Drug-induced homicide laws also risk undermining Good Samaritan policies. As overdose deaths skyrocket, 37 states, including Massachusetts, have enacted laws to reduce the legal barriers to calling 911 in the event of an emergency. Most of the laws are limited to drug possession, however; they do not encompass drug selling or homicide. Although popular imagination places drug users and drug sellers in separate buckets, reality proves far blurrier: drug users frequently participate in the supply side of the market—whether by actively selling drugs or by helping in some way, such as acting as a lookout—in order to support their habits. Ostensibly intended to prosecute high-level drug suppliers, in practice, these statutes often ensnare family, friends, and acquaintances who supplied the drugs and who themselves may have a substance use disorder. In Wisconsin, an analysis of the 100 most recent drug-induced homicide prosecutions found that “nearly 90% of those charged were friends or relatives of the person who died, or people low in the supply chain who were often selling to support their own drug use.”

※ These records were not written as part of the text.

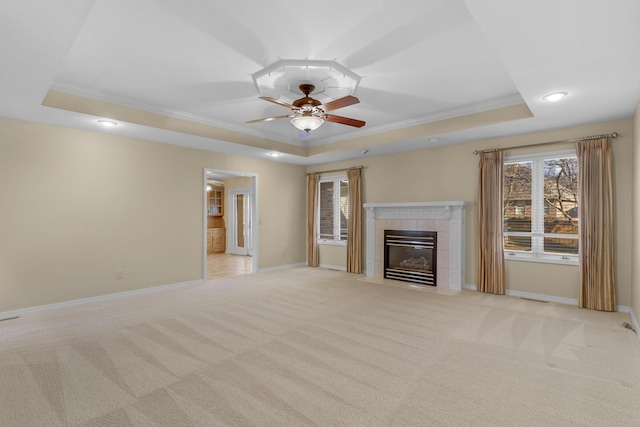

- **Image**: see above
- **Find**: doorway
[228,188,253,256]
[203,168,258,280]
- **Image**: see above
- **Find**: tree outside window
[504,152,579,263]
[318,176,349,244]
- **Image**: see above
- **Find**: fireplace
[384,230,438,286]
[363,201,467,291]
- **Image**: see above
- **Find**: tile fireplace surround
[363,201,466,291]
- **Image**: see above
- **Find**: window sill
[318,240,347,246]
[504,253,578,266]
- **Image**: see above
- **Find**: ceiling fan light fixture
[291,115,324,132]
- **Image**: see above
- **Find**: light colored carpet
[0,267,640,427]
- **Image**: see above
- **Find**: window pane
[544,158,578,235]
[504,236,531,252]
[504,162,532,232]
[340,181,349,240]
[319,182,333,239]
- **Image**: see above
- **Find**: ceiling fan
[246,83,365,133]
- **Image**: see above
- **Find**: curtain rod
[305,166,364,175]
[473,132,619,155]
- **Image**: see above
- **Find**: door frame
[202,168,259,281]
[227,187,254,255]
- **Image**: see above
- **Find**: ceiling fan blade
[260,96,296,110]
[320,95,360,111]
[245,114,293,125]
[324,114,366,128]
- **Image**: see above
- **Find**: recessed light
[542,92,568,102]
[98,120,118,128]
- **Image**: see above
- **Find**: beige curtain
[576,138,616,311]
[477,151,505,295]
[347,169,362,273]
[307,173,320,267]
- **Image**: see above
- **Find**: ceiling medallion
[245,59,366,136]
[251,59,360,103]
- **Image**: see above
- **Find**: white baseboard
[318,264,347,271]
[0,279,205,318]
[258,262,307,273]
[464,285,638,316]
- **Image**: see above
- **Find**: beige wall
[307,119,633,306]
[629,104,640,328]
[0,119,306,312]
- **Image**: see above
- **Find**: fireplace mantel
[363,201,467,290]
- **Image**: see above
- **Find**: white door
[228,189,253,255]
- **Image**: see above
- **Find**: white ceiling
[0,0,640,165]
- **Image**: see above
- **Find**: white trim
[318,264,347,271]
[0,279,206,318]
[226,187,253,256]
[464,285,640,316]
[202,168,260,280]
[629,308,640,340]
[258,262,307,273]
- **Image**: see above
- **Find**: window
[318,176,349,245]
[504,151,579,264]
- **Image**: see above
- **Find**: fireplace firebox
[384,230,438,286]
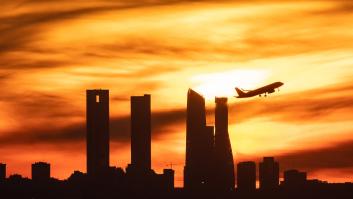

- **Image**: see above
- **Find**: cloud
[0,79,353,145]
[276,140,353,172]
[0,106,185,145]
[230,82,353,123]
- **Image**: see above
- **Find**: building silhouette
[283,169,307,188]
[259,157,279,190]
[0,163,6,182]
[184,89,214,190]
[86,90,109,177]
[163,169,175,191]
[214,97,235,191]
[131,95,151,173]
[237,161,256,192]
[32,162,50,182]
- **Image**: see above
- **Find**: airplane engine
[268,89,275,93]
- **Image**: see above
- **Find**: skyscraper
[237,161,256,192]
[86,90,109,177]
[214,97,235,191]
[184,89,213,190]
[0,163,6,182]
[32,162,50,181]
[259,157,279,190]
[131,95,151,172]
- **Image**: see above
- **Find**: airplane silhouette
[235,82,283,98]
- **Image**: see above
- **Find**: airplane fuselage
[236,82,283,98]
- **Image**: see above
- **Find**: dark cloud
[0,109,185,145]
[276,140,353,171]
[0,82,353,144]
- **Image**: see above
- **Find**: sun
[191,69,267,100]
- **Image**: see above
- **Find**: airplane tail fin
[235,87,245,97]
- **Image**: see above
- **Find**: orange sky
[0,0,353,186]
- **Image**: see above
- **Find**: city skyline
[0,0,353,187]
[0,89,353,189]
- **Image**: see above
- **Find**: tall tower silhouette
[184,89,214,190]
[214,97,235,191]
[259,157,279,190]
[86,90,109,177]
[0,163,6,182]
[237,161,256,192]
[131,95,151,172]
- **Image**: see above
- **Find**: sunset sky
[0,0,353,186]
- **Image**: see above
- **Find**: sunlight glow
[191,70,268,99]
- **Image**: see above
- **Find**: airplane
[235,82,283,98]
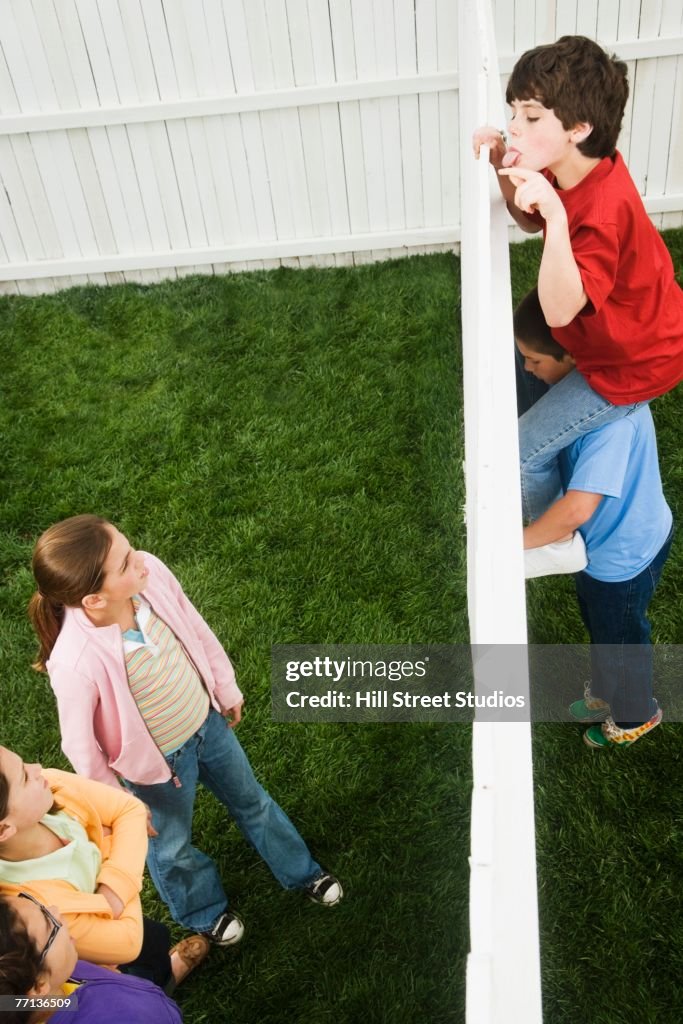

While prosecutors talk about “aggressively prosecuting those people that peddle the poison in our community,” users counter that “every drug-induced homicide charge that is made sends a ripple through the using community to not call 911 and might result in somebody else’s death.” In fact, a recent study found that a majority of surveyed drug users feared calling 911 during an overdose due to concerns about criminal repercussions. Overall, then, treating overdose deaths as crime scenes and prosecuting overdose witnesses as perpetrators of murder or manslaughter limits the potential benefits of Good Samaritan legislation and other efforts to reduce overdose deaths.
Finally, punitive approaches, which place the blame for overdose deaths on drug sellers, focuses on the wrong problem. Criminal sanctions have the benefit of immediate visibility—they make it appear to constituents that policy makers are doing something. Public health approaches, on the other hand, are virtually invisible because, if successful, the harms that they target will never materialize. This “prevention paradox” often leads policy makers towards individualized, instantly tangible solutions to complex problems such as drug-induced homicide laws.
The opioid crisis is, fundamentally, a structural issue, rooted in poverty, lack of opportunity, and social isolation. Structural issues require structural solutions. Legislators are understandably grabbing at any and every straw to quell what seems like an intractable problem, but, at a time when much of the country seems poised to approach problematic substance use as a health issue, rather than a criminal one, it is critically important that Massachusetts policy makers carefully consider the ways in which S. 2158’s drug-induced homicide provision might backfire.
Rather than focusing on misguided “quick fixes” that further criminalize vulnerable populations, legislators should, instead, redirect their energies towards public health strategies with demonstrated effectiveness in reducing fatal overdoses. These include implementing comprehensive, evidence-based addiction prevention initiatives; increasing overdose education and naloxone access; promoting the use of medication-assisted treatment for opioid use disorders; and expanding and maintaining insurance coverage for addiction treatment. The United States has been trying to arrest its way out of substance use and addiction for decades, and today’s crisis attests to the futility of that approach. If our policy makers are serious about ending the opioid epidemic in the Commonwealth, they need to shift their focus from policing and prisons to people and public health.